C’est à leur présence, de 1808 à 1814, sur l’axe de Bayonne à
Saint-Jean-Pied-de-Port dont ils assuraient le maintien en état et
la sécurité, que remonte sans doute la tradition de participation
de soldats en tenue d’empire dans les cavalcades bas-navarraises et
lors des cérémonies de la Fête-Dieu à Mendionde, Iholdy ou
Hélette.
La
victoire de Bessières, le 14 juillet 1808 à Medina de Rio Seco,
permit au roi Joseph, d’entrer dans sa capitale le 20 juillet.
Ainsi Napoléon put-il quitter Bayonne le 21 juillet, d’autant que
les rapports lui indiquaient que le corps d’armée du général
Dupont, parvenu en Andalousie, poursuivait vers Cadix où se
trouvaient encore, commandés par l’amiral Rosily, les restes de la
flotte française défaite à Trafalgar.
Napoléon
n’apprit que le 2 août à Bordeaux, le désastre, survenu le 22
juillet, le lendemain de son départ de Bayonne, de la capitulation à
Bailén du corps d’armée de Dupont. Cette défaite provoqua le
redémarrage de l’insurrection espagnole, puis son extension au
Portugal où, un mois après Bailén, Junot, capitulait à son tour
le 30 août devant Wellington. Le roi Joseph quitta Madrid après dix
jours de règne et se replia sur Vitoria. L’ensemble des troupes
françaises évacua la péninsule jusqu’à l’Ebre. Poursuivant sa
route vers Paris, Napoléon, dès le 5 août de Rochefort, donna
l’ordre de diriger sur l’Espagne la moitié des troupes de la
Grande Armée alors en Allemagne, en vue d’un déclenchement
d’opérations en Espagne en novembre. Le Décret impérial du 7
septembre 1808, portant création de l’Armée d’Espagne, portait
ses effectifs de 88 000 hommes à 286 000 hommes en sept
corps d’armée, dont un corps de réserve composé de régiments de
la Garde impériale.
INTERVENTION
PERSONNELLE de NAPOLÉON en Espagne
(Novembre
1808 - Janvier 1809)
L’alliance
russe confirmée par son entrevue d’Erfurt, le 12 octobre 1808,
avec le Tsar Alexandre I de Russie, Napoléon décida d’intervenir
lui-même en Espagne. Il arriva à Bayonne le 3 novembre à 3 heures
du matin, après avoir traversé les Landes « à franc
étrier ». Il s’installa au château de Marracq. Il
disposait alors en Espagne de la quasi-totalité des moyens dont il
avait ordonné l’acheminement, deux mois auparavant. Peu satisfait
de la situation opérationnelle dans la tête de pont sur l’Ebre,
il donna immédiatement l’ordre de reprendre Burgos.

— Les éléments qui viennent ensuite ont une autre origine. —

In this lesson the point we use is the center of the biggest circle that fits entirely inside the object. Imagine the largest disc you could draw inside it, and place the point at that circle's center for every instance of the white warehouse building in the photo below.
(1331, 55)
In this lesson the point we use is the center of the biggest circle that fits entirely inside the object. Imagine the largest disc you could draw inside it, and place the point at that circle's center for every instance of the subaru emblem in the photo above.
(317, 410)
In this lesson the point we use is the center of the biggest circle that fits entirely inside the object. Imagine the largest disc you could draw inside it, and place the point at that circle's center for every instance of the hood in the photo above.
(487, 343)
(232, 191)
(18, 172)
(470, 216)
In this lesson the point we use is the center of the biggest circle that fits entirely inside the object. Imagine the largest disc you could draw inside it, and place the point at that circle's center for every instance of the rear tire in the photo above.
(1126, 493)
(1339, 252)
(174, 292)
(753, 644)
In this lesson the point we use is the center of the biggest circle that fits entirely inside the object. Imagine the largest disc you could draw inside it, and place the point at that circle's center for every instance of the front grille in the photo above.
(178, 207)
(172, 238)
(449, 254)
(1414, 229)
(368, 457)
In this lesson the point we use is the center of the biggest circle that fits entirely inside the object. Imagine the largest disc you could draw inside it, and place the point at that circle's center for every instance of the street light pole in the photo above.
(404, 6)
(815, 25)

Le lendemain 4
novembre au soir, il franchit la frontière au Pas de Béhobie.
Il parvint, dans la nuit du 5 au 6, près de Vitoria où il prit le
commandement effectif de l’armée.
Décision
d’ouverture d’une seconde ligne d’opérations par les Ports de
Cize (Nov. 1808)
La
première préoccupation de l’Empereur fut de mieux connaître la
géographie de ce théâtre d’opérations, nouveau pour lui. A
Paris, il avait étudié le Mémoire établi à l’issue de son
commandement, par le général Servan, le premier commandant de
l’Armée des Pyrénées occidentales en 1793. Pour compléter sa
documentation, il ordonna immédiatement l’établissement d’une
carte des routes de Tolosa et de Vitoria à Pampelune et il adressa
des demandes de renseignements géographiques détaillés sur les
itinéraires rayonnant autour de Pampelune, notamment la route
conduisant de Pampelune à Madrid :
Napoléon
à son frère Joseph, roi d’Espagne – Vitoria, le 6 novembre 1808
matin :
« des
détails sur chacune de ces routes, … . L’artillerie peut-elle
passer ? …. Faites-moi tracer sur une grande carte la grande
route de Tolosa à Pampelune … . Déterminez les routes depuis
Pampelune jusqu’à Madrid. Est-ce une chaussée faite ? … .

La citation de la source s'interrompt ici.